Takahiro Hosokawa
- Born: April 1, 1967 (age 59) Kyoto, Japan
- School: Fushimi Industrial High School
- University: Doshisha University

Rugby union career
- Position: Fullback

Amateur team(s)
- Years: Team / Apps / (Points)
- Fushimi Industrial HS
- ?-1989: Doshisha University RFC

Senior career
- Years: Team / Apps / (Points)
- 1989-1994: Kobe Steel

International career
- Years: Team / Apps / (Points)
- 1990-1993: Japan / 10 / (115)

= Takahiro Hosokawa =

Japan international rugby union player

Takahiro Hosokawa (細川隆弘, Hosokawa Takahiro) (born 1 April 1967, in Kyoto) is a former Japanese rugby union footballer. He played as a fullback.

== National career ==
Hosokawa played for the Kobe Steel team in the Japanese domestic competition.

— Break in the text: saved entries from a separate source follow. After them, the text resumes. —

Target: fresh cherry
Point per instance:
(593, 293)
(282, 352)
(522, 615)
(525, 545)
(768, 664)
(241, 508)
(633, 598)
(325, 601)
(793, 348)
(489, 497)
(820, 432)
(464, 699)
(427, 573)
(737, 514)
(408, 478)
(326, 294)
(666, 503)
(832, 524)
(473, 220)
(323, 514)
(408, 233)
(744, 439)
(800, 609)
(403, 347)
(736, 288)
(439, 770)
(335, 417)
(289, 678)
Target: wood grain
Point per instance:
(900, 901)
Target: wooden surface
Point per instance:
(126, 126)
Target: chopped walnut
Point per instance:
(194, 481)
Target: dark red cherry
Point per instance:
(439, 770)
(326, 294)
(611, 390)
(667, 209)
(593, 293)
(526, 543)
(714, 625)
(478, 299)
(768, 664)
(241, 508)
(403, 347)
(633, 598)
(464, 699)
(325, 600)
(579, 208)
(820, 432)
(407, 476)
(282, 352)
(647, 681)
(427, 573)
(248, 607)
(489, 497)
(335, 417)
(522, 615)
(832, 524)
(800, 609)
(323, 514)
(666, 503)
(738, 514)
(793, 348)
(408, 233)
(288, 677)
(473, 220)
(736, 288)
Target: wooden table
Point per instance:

== International career ==
Hosokawa had only 10 caps for Japan, from 1990 to 1993, but he nevertheless scored 3 tries, 14 conversions, 24 penalties and 1 drop goal, in an aggregate of 115 points.

His first match was a 28–16 win over Tonga, at 8 April 1990, in Tokyo, and his last match was a 45–20 loss to Argentina, at 22 May 1993, in Buenos Aires.

Hosokawa was the top scorer for Japan at the 1991 Rugby World Cup finals, playing in all the three matches, where he scored 1 try, 8 conversions, 2 penalties and 1 drop goal, 29 points in aggregate.